Widely recognized as a brand that has set the standard for excellence in sports broadcasting for more than thirty years, ESPN made history back in 1979 with the launch of its primary network, a bold move that would quickly alter the business of sports entertainment in a number of meaningful capacities. In the late 1970s, prior to the founding of the “Entertainment and Sports Programming Network,” fans across the country had few options when it came to following their favorite teams. Before ESPN introduced its forward-thinking, totally sports-centric schedule of prime time, late night, pro, and college games, scores for that day’s match could only be obtained in snippets and highlights during the evening news, or perhaps in the daily paper delivered the next morning.
Recognizing a national market for the type of sports-specific broadcasting no other network provided, a group of die-hard sports junkies in Bristol, Connecticut undertook a project that would change history and completely transform the television landscape over the course of the coming decades.
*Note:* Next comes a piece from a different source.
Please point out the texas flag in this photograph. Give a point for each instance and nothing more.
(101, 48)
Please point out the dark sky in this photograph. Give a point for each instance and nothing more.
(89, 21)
Led by out-of-work sports announcer Bill Rasmussen, the starting team that guided ESPN through its early stages of operation included a young anchor, director, and producer named Jed Drake. Drake had already amassed an impressive resume when he joined the young network in 1980. A freelance Production Assistant for NBC Sports’ Baseball Game of the Week, he also supervised coverage of the 1980 Winter Olympic Games on behalf of NBC affiliate WPTZ-TV.
Jed Drake has applied his skills in a wide variety of positions throughout his tenure at ESPN. Serving as Senior Vice President and Executive Producer of Event Production today, Drake has played an integral role in building the company’s subscriber base to more than 97 million. With international programming in upwards of 180 countries, ESPN was valued at $28 billion in its 27th year of business, a number that speaks volumes about a network that defied the odds to become a giant in global sports media.